Canon Tilt-Shift Lenses and The EOS R

What has made it possible for me to even think about using tilt-shift lenses for family portraits is how well they work with the Canon EOS R. Previously on a DSLR camera, it has been a laborious task to focus these lenses manually. To use tilt effectively for front to back focus, you start with the lens set to zero tilt, focus on your immediate subject, move the focus point to the place furthest away where you want focus, add a bit of tilt, focus, come back to the front, check focus, adjust the tilt, go back, and repeat until you get it just right. It took a long time I found it very hard.

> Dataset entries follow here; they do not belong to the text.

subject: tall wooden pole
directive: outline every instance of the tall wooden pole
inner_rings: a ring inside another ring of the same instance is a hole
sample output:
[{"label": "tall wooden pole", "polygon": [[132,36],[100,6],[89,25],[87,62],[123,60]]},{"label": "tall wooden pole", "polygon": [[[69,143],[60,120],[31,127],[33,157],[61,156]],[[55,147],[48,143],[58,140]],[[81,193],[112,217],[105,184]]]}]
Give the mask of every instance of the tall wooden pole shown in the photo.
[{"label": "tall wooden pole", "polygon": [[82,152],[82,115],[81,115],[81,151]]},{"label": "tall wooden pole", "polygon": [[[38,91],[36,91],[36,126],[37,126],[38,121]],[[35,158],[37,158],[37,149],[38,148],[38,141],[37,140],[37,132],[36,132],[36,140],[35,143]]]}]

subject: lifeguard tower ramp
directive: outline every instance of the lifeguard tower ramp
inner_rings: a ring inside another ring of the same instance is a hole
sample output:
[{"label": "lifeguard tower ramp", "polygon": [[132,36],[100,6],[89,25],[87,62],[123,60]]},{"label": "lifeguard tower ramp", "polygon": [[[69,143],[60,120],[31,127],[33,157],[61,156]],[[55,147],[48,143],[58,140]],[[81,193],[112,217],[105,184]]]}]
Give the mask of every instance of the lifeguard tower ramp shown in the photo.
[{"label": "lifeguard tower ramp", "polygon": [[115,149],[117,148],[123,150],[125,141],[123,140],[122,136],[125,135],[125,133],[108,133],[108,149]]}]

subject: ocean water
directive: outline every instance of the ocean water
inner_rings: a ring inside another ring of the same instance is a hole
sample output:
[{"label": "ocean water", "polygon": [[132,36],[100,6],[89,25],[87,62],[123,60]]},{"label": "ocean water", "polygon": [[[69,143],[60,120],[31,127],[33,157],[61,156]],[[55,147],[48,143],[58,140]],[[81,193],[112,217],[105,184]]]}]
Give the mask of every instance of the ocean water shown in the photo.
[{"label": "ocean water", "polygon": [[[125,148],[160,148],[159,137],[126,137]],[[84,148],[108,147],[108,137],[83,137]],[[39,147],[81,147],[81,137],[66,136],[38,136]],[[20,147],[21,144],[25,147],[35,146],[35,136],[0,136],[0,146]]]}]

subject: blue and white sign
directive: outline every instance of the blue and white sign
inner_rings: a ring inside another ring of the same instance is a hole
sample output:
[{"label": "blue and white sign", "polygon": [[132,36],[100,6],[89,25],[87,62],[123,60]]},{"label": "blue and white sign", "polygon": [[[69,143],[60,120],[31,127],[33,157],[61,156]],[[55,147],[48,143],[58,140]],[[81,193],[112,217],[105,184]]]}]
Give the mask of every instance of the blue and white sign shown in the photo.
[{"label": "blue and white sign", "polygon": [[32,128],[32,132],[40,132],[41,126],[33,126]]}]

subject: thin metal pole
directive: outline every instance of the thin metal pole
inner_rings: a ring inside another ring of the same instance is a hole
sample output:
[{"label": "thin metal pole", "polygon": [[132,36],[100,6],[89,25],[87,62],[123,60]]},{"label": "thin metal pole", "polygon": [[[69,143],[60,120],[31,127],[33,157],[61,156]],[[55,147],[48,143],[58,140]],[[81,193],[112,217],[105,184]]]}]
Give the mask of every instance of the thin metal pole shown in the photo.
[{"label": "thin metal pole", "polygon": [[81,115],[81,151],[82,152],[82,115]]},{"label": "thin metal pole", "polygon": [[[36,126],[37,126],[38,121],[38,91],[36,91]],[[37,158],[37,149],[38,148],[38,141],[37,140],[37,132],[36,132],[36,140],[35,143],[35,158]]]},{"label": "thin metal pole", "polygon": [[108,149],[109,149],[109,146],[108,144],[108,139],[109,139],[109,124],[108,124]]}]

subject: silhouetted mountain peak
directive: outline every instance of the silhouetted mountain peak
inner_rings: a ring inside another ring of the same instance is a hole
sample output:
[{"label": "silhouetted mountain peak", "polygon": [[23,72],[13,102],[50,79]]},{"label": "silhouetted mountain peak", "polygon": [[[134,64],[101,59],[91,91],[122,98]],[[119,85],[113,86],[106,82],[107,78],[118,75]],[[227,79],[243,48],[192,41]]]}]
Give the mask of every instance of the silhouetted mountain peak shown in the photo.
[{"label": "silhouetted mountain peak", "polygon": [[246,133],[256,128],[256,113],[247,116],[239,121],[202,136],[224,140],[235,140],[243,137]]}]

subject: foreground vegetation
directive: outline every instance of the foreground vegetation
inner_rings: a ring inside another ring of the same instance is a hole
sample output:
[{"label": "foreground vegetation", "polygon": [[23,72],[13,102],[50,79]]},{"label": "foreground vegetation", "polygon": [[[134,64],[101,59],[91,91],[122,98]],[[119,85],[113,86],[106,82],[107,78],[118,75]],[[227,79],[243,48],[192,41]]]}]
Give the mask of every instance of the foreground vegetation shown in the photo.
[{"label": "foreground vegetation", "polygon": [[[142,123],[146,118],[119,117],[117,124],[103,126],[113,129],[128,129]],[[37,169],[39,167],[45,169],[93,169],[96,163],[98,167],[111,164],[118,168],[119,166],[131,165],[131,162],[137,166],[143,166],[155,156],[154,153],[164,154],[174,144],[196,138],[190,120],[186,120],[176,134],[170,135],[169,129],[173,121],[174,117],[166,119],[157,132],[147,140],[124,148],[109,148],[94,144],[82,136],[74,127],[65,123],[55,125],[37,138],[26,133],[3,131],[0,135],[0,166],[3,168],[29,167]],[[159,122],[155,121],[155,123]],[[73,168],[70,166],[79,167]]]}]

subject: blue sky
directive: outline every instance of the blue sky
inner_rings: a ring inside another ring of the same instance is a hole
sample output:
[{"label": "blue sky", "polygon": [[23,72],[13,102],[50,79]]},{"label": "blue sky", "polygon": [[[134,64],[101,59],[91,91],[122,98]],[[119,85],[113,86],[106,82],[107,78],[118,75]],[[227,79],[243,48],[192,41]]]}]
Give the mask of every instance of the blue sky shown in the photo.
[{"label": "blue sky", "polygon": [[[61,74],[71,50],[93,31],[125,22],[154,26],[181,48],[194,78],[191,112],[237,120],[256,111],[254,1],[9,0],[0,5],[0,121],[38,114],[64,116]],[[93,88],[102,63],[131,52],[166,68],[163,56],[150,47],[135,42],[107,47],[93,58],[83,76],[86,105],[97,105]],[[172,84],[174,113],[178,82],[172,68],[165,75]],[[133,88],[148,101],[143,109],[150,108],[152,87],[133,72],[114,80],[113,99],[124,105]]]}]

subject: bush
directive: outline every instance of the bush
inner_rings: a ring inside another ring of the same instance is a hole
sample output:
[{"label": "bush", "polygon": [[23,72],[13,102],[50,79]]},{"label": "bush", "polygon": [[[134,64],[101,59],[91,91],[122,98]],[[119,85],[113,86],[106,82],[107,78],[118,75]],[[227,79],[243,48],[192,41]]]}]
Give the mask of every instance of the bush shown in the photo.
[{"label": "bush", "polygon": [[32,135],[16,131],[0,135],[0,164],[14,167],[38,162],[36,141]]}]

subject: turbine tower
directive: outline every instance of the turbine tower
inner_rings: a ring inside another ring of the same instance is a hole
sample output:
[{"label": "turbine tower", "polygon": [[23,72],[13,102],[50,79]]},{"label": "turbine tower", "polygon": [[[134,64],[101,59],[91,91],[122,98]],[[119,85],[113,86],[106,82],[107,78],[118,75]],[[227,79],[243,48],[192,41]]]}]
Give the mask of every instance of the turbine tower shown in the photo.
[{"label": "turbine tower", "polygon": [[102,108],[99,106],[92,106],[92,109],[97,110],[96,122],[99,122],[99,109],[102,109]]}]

When using the lenses creatively, there were often very small areas of focus and I found it very hard imagine where the points of focus would be and even harder to see if they were in focus when looking through the viewfinder on my old EOS 30D (which was the camera I used when I first tried shooting with the TS-E 45mm f2.8 lens)

Now with a combination of the EOS R’s excellent electronic viewfinder, focus peaking, and also the handy manual focus indicator, it’s all got so much easier. Using the touch screen on the EOS R, it’s easy to tap a point, see if it’s in focus, tap, another tweak, and see quickly and clearly if you’ve successfully focussed on the areas that you want to. Zooming in is very quick, focus peaking helps you see the plane of focus, and the whole process feels instinctive, fast, fun and exciting.

What Next For Me and Canon’s Tilt-Shift Lenses

Alongside the Canon EOS R, I’m planning to spend more time with tilt-shift lenses. Sadly, I have to return the wonderful TS-E 24mm f3.5L II, TS-E 50mm f2.8L MACRO and TS-E 90mm f2.8L MACRO lenses to Canon but I still have my old TS-E 45mm f2.8 and I am considering part exchanging that for the TS-E 50 mm f2.8L MACRO which has the advantage of a macro facility as well as being easier to use with much bigger dials (which makes all the difference when your hands are cold).

How much I will use it remains to be seen but I think that a tilt-shift lens will start to be a regular feature of my camera bag for newborn shoots and we will see how that goes for a while. I’m also hoping to do more landscape photography as I had forgotten how fulfilling I find it and how much fun I have taking pictures in a completely different genre.

It’s fun to experiment, it’s fun to play, and it’s fun to be creative. This is what makes this career such a joy and something which can get forgotten in the day-to-day work of running a business. Trying new equipment, playing with new lenses, finding new ways to approach a subject, and learning a new visual language: these are why photography is full of opportunities and why we, as photographers, should take advantage of all the tools that are available for the sheer joy of having fun and creating something new.